Autosomal recessive DOCK2 deficiency is a new mendelian disorder with pleiotropic defects of hematopoietic and nonhematopoietic immunity. Children with clinical features of combined immunodeficiencies, especially with early-onset, invasive infections, may have this condition. (Supported by the National Institutes of Health and others.)


Autoimmunity, hypogammaglobulinemia, lymphoproliferation, and mycobacterial disease in patients with activating mutations in STAT3

Haapaniemi E, Kaustio M, Rajala H, van Adrichem A, Kainulainen L, Glumoff V, Doffinger R, Kuusanmäki H, Heiskanen-Kosma T, Trotta L, Chiang S, Kulmala P, Eldfors S, Katainen R, Siitonen S, Karjalainen-Lindsberg M, Kovanen P, Otonkoski T, Porkka K, Heiskanen K, Hänninen A, Bryceson Y, Uusitalo-Seppälä R, Saarela J, Seppänen M, Mustjoki S, Kere J. Blood, 2015. 125(4): p. 639-48.

The signal transducer and activator of transcription (STAT) family of transcription factors orchestrate hematopoietic cell differentiation.

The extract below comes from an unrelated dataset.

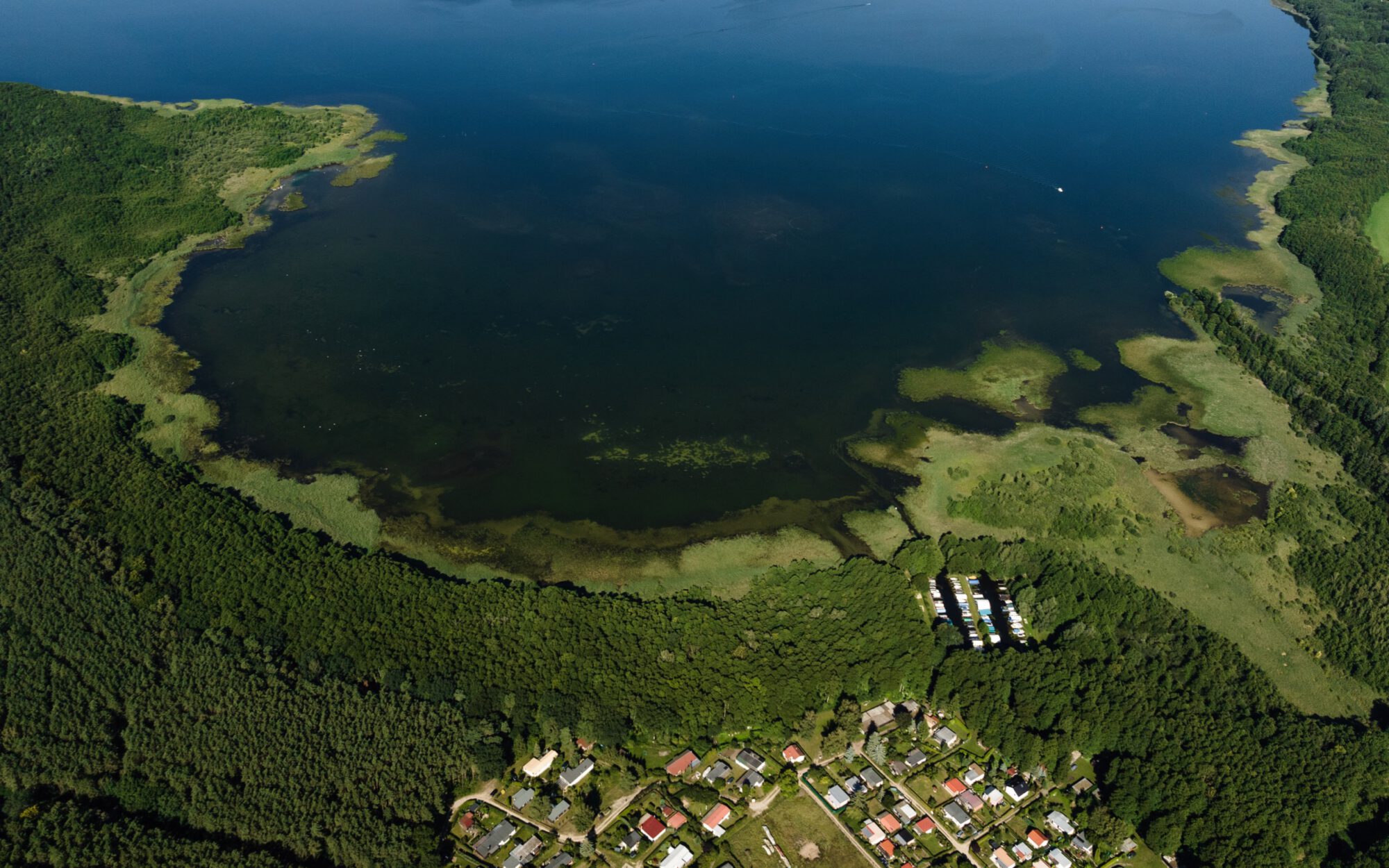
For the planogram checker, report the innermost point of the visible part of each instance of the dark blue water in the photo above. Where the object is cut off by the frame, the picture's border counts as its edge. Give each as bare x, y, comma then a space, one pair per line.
709, 234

Recently, mutations in STAT1, STAT5B, and STAT3 have been linked to development of immunodysregulation polyendocrinopathy enteropathy X-linked–like syndrome.

Here, we immunologically characterized 3 patients with de novo activating mutations in the DNA binding or dimerization domains of STAT3 (p.K392R, p.M394T, and p.K658N, respectively). The patients displayed multiorgan autoimmunity, lymphoproliferation, and delayed-onset mycobacterial disease. Immunologically, we noted hypogammaglobulinemia with terminal B-cell maturation arrest, dendritic cell deficiency, peripheral eosinopenia, increased double-negative (CD4−CD8−) T cells, and decreased natural killer, T helper 17, and regulatory T-cell numbers. Notably, the patient harboring the K392R mutation developed T-cell large granular lymphocytic leukemia at age 14 years.

Our results broaden the spectrum of phenotypes caused by activating STAT3 mutations, highlight the role of STAT3 in the development and differentiation of multiple immune cell lineages, and strengthen the link between the STAT family of transcription factors and autoimmunity.




Activating germline mutations in STAT3 cause early-onset multi-organ autoimmune disease

Flanagan S.E*, Haapaniemi E*, Russel M*, Caswell R, Lango Allen H, De Franco E, McDonald T, Rajala H, Ramelius A, Barton J, Heiskanen K, Heiskanen-Kosma T, Kajosaari M, Murphy N, Milenkovic T, Seppänen M, Lenmark Å, Mustjoki S, Otonkoski T, Kere J, Morgan N, Ellard S, Hattersley A. Nat Genet, 2014. 46(8): p. 812-4

Monogenic causes of autoimmunity provide key insights into the complex regulation of the immune system. We report a new monogenic cause of autoimmunity resulting from de novo germline activating STAT3 mutations in five individuals with a spectrum of early-onset autoimmune disease, including type 1 diabetes. These findings emphasize the critical role of STAT3 in autoimmune disease and contrast with the germline inactivating STAT3 mutations that result in hyper IgE syndrome.